At the main entrance of the Nazi camp at Auschwitz one could read: "Arbeit macht frei" ("Work makes you free"). The current trial of Reinhold Hanning, 94, a former SS guard at the camp, brings to mind one of the saddest ironies in that most tragic place. He is being tried in the court city of Detmold, in western Germany, for his complicity in the death of 170,000 people, when he was just over 20 years old. Hanning is not charged with having directly participated in the killings in the camp; prosecutors accuse him of facilitating the murders in his capacity as a guard.

Hanning had been urged by his stepmother to join the SS. He was sent to France and then to the eastern front. After he was injured in Kiev, and having been rejected twice in his request to rejoin the front, he was sent as an internal service officer to Auschwitz, also known as Auschwitz-Birkenau, one of the most infamous death camps constructed by the Nazis.

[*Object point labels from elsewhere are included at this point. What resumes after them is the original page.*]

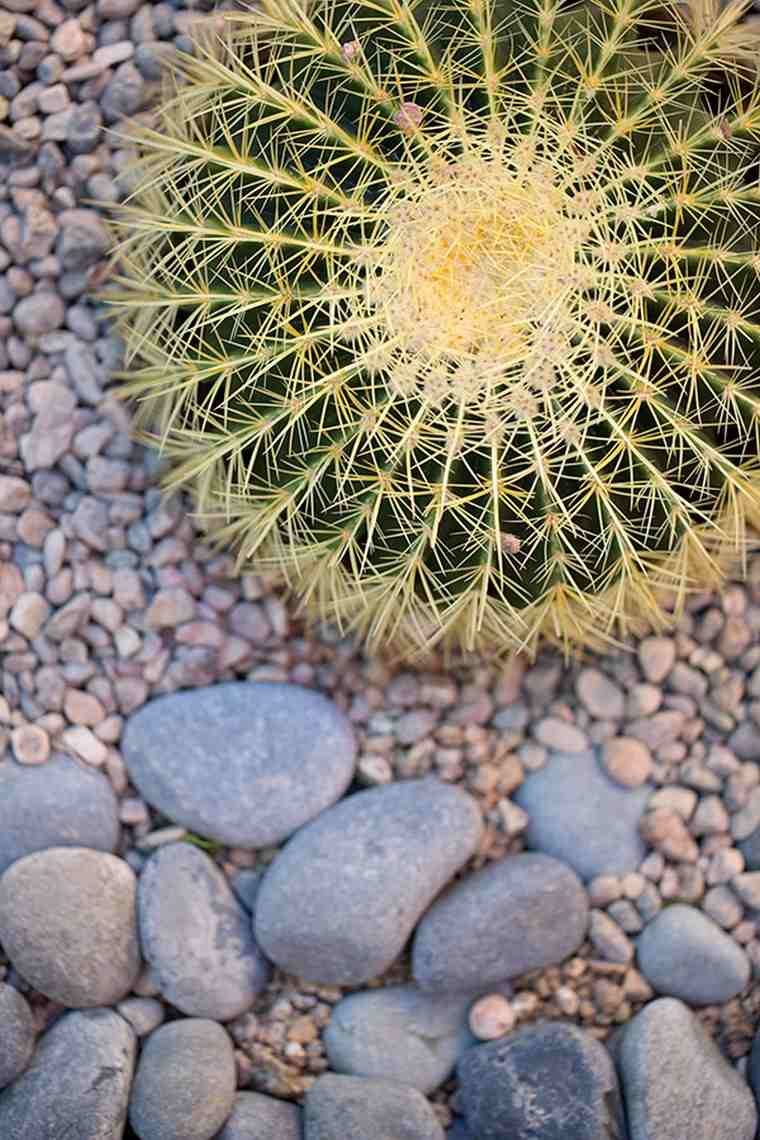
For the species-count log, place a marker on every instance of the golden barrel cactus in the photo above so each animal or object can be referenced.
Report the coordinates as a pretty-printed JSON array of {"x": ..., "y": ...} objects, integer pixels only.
[{"x": 449, "y": 310}]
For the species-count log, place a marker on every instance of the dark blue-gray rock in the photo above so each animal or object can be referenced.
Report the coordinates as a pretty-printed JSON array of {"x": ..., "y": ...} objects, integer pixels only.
[
  {"x": 196, "y": 936},
  {"x": 580, "y": 815},
  {"x": 16, "y": 1034},
  {"x": 68, "y": 925},
  {"x": 259, "y": 1117},
  {"x": 58, "y": 804},
  {"x": 676, "y": 1083},
  {"x": 685, "y": 954},
  {"x": 78, "y": 1083},
  {"x": 337, "y": 1107},
  {"x": 184, "y": 1086},
  {"x": 338, "y": 902},
  {"x": 514, "y": 915},
  {"x": 398, "y": 1033},
  {"x": 245, "y": 764},
  {"x": 549, "y": 1080}
]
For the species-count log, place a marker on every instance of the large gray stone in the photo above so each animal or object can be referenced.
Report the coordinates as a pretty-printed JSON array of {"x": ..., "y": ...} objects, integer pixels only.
[
  {"x": 244, "y": 764},
  {"x": 259, "y": 1117},
  {"x": 78, "y": 1083},
  {"x": 58, "y": 804},
  {"x": 549, "y": 1080},
  {"x": 398, "y": 1033},
  {"x": 68, "y": 925},
  {"x": 685, "y": 954},
  {"x": 184, "y": 1088},
  {"x": 338, "y": 1107},
  {"x": 580, "y": 815},
  {"x": 16, "y": 1034},
  {"x": 340, "y": 901},
  {"x": 196, "y": 936},
  {"x": 514, "y": 915},
  {"x": 676, "y": 1083}
]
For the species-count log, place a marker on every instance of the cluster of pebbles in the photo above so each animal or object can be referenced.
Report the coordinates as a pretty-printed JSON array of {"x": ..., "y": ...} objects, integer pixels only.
[{"x": 254, "y": 882}]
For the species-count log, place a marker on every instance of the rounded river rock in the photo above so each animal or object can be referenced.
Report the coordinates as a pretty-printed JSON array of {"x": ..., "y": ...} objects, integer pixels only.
[
  {"x": 244, "y": 764},
  {"x": 340, "y": 901}
]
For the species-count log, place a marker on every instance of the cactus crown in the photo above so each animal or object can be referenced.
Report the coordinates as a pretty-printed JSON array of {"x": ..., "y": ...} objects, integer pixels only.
[{"x": 448, "y": 310}]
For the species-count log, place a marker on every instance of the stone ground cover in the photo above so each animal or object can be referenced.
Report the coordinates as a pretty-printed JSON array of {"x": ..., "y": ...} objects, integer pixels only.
[{"x": 270, "y": 886}]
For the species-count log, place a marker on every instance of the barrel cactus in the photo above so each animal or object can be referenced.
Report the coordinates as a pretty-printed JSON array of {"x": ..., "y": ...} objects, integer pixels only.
[{"x": 447, "y": 310}]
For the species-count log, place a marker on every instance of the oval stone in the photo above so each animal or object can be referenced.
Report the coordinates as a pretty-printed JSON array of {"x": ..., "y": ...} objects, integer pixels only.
[
  {"x": 519, "y": 914},
  {"x": 242, "y": 763},
  {"x": 68, "y": 925},
  {"x": 340, "y": 901},
  {"x": 59, "y": 804},
  {"x": 196, "y": 936}
]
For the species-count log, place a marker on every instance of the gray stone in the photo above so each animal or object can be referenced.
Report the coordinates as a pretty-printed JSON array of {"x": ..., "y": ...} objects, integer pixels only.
[
  {"x": 68, "y": 925},
  {"x": 549, "y": 1080},
  {"x": 259, "y": 1117},
  {"x": 16, "y": 1034},
  {"x": 59, "y": 804},
  {"x": 398, "y": 1033},
  {"x": 337, "y": 1107},
  {"x": 185, "y": 1082},
  {"x": 340, "y": 901},
  {"x": 520, "y": 913},
  {"x": 685, "y": 954},
  {"x": 676, "y": 1082},
  {"x": 286, "y": 754},
  {"x": 78, "y": 1083},
  {"x": 580, "y": 815},
  {"x": 196, "y": 936}
]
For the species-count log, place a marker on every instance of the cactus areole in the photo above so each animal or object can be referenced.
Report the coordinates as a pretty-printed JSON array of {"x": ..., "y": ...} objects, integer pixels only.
[{"x": 450, "y": 311}]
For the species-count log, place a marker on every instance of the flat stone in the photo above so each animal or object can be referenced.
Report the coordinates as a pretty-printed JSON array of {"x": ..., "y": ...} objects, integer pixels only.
[
  {"x": 340, "y": 901},
  {"x": 581, "y": 816},
  {"x": 676, "y": 1082},
  {"x": 286, "y": 754},
  {"x": 260, "y": 1117},
  {"x": 67, "y": 923},
  {"x": 16, "y": 1034},
  {"x": 398, "y": 1033},
  {"x": 78, "y": 1083},
  {"x": 517, "y": 914},
  {"x": 196, "y": 936},
  {"x": 685, "y": 954},
  {"x": 337, "y": 1107},
  {"x": 185, "y": 1082},
  {"x": 550, "y": 1080},
  {"x": 62, "y": 804}
]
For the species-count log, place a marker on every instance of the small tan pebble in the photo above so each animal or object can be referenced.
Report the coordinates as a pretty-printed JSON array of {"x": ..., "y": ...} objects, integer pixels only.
[
  {"x": 627, "y": 760},
  {"x": 490, "y": 1017},
  {"x": 30, "y": 743}
]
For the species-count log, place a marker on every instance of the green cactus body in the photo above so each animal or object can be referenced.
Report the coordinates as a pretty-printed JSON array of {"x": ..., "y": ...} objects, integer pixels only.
[{"x": 448, "y": 310}]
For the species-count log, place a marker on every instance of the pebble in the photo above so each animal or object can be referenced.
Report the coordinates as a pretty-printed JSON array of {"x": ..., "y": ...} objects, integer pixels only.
[
  {"x": 286, "y": 752},
  {"x": 350, "y": 1106},
  {"x": 340, "y": 901},
  {"x": 16, "y": 1034},
  {"x": 78, "y": 1082},
  {"x": 62, "y": 804},
  {"x": 677, "y": 1083},
  {"x": 67, "y": 923},
  {"x": 260, "y": 1117},
  {"x": 517, "y": 914},
  {"x": 185, "y": 1082},
  {"x": 685, "y": 954},
  {"x": 550, "y": 1080},
  {"x": 196, "y": 936},
  {"x": 578, "y": 814},
  {"x": 398, "y": 1033}
]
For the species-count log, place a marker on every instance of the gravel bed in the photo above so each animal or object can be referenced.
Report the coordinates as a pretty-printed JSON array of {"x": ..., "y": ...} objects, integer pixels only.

Concentration camps had existed in Germany since 1933, as detention centers for Jews, political prisoners and others perceived as enemies of the Nazi state. Death camps, however, were built for the sole purpose of killing Jews and others the Nazis deemed as "undesirables." They included artists, educators, homosexuals, communists, Gypsies and the mentally or physically disabled considered unfit for survival in Nazi Germany.